Vous ne connaissez peut-être pas l’AFJEL, cette association créée par les groupes Betclic Everest, France-pari et Zeturf et réunissant 6 opérateurs en tout. Le but de cette association, dont le nom est étonnamment proche de celui de l’Arjel, est de représenter les intérêts des opérateurs afin d’essayer d’avoir plus de poids pour remanier marché français.

Récemment, l’AFJEL a publié un rapport sur les 5 premières années du marché des jeux en ligne français pour en dresser un bilan un peu alarmiste. L’association appelle l’ARJEL et le gouvernement français à effectuer des changements avant que ce marché ne meurt dans quelques années.

D’après l’AFJEL, le lancement du marché français en juin 2010 a été un échec et ne parvient pas à être attractif pour les opérateurs. Le niveau de taxe trop élevé est clairement remis en cause. Les opérateurs sont soumis à une taxe de 33%, plus 9.3% prélevés sur le chiffre d’affaires des paris sportifs et 2% sur le poker cash-game.

L’AFJEL est particulièrement critique sur ce taux de taxation mais aussi sur l’offre de paris sportifs trop limitée du marché, sur le fait que les casinos en ligne ne soit prévus dans le loi et sur la situation de monopole d’état du PMU, injuste pour les autres (85% de l’ensemble des paris hippiques).

Un marché jeune qui s’essouffle déjà

Au départ, 62 licences avaient été accordées à différents opérateurs en 2010. Aujourd’hui, à peine la moitié est encore valide. Un chiffre qui montre le manque d’attractivité du marché.
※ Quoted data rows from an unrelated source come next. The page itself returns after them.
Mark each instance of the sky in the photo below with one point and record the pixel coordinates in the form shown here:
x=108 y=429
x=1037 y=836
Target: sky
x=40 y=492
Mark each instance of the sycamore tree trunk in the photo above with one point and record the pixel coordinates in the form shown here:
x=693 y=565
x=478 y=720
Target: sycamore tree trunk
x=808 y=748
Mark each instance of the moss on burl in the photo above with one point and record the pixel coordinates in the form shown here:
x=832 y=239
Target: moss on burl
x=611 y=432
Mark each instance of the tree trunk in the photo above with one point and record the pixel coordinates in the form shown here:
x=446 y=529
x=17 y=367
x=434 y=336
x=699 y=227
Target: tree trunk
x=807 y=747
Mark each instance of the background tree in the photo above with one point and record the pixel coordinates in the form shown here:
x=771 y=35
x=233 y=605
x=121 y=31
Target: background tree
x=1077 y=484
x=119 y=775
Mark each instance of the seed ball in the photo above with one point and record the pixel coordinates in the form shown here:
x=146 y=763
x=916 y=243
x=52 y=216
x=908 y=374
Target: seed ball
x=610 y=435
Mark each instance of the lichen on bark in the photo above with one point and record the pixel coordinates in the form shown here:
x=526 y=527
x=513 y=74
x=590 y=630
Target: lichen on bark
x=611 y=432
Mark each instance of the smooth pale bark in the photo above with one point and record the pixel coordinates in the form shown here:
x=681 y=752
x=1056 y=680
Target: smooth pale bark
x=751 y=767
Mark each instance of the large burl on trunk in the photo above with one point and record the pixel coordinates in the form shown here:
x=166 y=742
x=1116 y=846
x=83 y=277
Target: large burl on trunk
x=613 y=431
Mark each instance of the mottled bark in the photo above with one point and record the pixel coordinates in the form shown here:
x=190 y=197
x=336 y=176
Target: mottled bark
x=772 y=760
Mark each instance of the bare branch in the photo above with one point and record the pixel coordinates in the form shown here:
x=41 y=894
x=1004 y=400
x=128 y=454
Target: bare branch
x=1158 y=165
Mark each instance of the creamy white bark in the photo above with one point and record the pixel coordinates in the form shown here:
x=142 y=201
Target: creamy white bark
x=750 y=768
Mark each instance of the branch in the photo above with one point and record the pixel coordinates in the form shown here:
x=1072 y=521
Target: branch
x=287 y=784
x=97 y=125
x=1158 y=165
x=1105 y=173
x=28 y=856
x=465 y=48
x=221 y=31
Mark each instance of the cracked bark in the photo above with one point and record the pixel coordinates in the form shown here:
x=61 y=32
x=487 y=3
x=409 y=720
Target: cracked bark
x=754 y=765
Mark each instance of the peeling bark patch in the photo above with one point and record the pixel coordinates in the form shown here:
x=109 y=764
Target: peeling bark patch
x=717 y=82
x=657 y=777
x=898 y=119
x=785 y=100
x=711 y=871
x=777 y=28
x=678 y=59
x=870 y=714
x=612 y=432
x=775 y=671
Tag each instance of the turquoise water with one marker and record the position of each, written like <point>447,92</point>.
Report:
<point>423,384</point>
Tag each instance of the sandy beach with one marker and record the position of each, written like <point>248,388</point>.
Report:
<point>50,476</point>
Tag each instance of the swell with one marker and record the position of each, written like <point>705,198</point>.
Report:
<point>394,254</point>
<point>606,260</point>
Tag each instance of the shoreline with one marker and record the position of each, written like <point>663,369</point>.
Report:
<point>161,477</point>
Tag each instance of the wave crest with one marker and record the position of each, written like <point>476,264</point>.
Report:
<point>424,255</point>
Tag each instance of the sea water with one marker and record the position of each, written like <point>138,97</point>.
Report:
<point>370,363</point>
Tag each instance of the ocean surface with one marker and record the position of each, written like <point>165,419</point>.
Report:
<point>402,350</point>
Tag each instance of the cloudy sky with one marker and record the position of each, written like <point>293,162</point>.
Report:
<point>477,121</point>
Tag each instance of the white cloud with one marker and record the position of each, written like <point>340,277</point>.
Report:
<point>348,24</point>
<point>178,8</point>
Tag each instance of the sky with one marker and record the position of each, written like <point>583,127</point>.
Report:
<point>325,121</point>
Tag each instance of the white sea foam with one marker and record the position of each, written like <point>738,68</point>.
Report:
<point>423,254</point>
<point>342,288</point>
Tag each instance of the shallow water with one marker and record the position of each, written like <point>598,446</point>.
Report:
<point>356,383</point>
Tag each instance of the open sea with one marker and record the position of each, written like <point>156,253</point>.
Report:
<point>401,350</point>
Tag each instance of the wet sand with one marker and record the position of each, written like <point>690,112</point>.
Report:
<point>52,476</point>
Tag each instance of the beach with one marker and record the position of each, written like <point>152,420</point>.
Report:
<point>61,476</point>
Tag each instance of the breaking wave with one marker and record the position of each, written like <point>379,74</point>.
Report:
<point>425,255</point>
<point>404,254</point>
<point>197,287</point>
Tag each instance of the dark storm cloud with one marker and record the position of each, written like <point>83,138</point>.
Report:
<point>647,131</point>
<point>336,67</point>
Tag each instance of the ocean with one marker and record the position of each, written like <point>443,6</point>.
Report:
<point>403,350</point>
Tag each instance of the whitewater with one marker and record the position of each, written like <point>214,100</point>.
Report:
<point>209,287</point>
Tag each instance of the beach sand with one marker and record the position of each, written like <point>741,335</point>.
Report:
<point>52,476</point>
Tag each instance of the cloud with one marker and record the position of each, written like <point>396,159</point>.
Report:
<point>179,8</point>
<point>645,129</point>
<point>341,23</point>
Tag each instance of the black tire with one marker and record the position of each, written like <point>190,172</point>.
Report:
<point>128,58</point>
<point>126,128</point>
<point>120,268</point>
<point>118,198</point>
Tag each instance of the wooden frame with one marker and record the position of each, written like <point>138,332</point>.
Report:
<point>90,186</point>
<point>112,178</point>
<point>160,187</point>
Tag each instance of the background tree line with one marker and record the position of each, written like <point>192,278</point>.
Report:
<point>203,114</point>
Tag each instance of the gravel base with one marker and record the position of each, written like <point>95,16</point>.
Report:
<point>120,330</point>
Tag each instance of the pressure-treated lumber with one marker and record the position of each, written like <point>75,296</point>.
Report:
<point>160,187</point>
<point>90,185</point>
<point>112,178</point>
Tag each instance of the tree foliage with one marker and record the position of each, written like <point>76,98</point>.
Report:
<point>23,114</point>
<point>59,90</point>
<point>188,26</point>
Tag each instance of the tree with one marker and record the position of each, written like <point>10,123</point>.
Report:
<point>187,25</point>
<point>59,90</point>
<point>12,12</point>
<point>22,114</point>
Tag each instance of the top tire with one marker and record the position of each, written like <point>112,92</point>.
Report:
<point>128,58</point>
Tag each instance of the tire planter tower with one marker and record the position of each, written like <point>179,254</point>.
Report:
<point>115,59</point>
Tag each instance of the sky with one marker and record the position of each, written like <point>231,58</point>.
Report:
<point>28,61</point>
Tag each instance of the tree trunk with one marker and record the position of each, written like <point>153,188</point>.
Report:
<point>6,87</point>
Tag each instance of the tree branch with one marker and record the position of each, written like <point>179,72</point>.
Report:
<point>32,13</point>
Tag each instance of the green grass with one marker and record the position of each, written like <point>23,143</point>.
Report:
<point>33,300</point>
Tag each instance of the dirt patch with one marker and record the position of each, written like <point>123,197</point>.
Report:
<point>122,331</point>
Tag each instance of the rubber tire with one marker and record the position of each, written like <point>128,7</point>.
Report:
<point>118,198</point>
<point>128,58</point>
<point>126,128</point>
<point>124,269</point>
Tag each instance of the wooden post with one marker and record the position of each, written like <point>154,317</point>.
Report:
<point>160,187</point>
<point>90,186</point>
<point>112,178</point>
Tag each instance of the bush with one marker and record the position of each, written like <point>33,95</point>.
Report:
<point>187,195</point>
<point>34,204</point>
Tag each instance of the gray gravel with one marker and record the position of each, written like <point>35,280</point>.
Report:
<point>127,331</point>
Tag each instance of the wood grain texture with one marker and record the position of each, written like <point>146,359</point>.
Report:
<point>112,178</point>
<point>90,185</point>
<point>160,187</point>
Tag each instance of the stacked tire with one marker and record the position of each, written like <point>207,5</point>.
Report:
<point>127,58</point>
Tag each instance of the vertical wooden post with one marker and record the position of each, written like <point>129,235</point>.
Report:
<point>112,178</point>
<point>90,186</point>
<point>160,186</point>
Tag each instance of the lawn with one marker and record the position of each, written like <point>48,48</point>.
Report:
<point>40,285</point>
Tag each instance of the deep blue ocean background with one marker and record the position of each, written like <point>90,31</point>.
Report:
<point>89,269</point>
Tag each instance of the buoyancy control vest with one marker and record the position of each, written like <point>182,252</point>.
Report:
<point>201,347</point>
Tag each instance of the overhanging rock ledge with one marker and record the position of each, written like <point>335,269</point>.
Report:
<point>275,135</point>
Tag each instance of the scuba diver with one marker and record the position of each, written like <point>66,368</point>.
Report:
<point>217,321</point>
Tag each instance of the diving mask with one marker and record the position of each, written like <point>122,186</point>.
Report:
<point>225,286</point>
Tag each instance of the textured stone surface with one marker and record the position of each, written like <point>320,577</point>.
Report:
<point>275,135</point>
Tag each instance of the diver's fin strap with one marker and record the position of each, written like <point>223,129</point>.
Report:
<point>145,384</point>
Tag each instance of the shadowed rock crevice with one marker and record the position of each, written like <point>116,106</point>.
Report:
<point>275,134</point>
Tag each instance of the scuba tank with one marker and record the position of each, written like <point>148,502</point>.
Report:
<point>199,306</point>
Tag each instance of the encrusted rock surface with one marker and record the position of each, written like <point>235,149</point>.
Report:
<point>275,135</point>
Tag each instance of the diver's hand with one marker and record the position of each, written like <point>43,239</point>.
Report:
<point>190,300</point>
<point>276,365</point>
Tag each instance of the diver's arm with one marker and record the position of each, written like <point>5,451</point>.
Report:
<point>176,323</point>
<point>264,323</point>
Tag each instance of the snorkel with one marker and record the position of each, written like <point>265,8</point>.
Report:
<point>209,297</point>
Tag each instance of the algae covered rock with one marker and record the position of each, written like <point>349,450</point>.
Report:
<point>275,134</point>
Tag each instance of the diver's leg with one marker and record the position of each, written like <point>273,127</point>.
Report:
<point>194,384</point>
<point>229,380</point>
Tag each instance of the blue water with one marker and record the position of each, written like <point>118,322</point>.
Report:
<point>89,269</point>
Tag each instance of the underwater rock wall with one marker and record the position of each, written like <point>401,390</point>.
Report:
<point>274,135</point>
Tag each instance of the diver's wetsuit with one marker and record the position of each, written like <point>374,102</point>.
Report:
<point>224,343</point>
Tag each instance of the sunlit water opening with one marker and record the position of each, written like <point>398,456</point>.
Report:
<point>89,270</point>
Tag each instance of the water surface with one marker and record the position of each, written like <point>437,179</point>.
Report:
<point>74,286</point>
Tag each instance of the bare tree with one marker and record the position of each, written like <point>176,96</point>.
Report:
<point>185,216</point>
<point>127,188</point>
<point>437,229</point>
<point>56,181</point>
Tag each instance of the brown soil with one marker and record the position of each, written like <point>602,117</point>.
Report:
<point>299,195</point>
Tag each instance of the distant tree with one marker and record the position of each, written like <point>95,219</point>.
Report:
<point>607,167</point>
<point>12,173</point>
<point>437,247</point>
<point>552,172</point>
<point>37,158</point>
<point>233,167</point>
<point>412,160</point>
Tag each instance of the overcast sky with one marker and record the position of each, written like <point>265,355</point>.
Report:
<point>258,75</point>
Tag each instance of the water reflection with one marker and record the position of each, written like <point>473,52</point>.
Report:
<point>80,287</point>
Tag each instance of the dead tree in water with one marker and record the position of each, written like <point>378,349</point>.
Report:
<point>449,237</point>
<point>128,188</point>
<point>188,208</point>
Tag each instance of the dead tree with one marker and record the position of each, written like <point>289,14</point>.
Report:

Des changements ont donc besoin d’être fait le plus vite possible, avant que le reste des opérateurs ne se lasse et qu’il ne reste plus qu’une petite poignée d’acteurs dominant le marché et empêchant – encore plus - l’offre d’être intéressante pour les joueurs.

A noter qu’un rapport similaire avait été fait en 2011 déjà, mais les autorités françaises n’en ont pas tenu compte.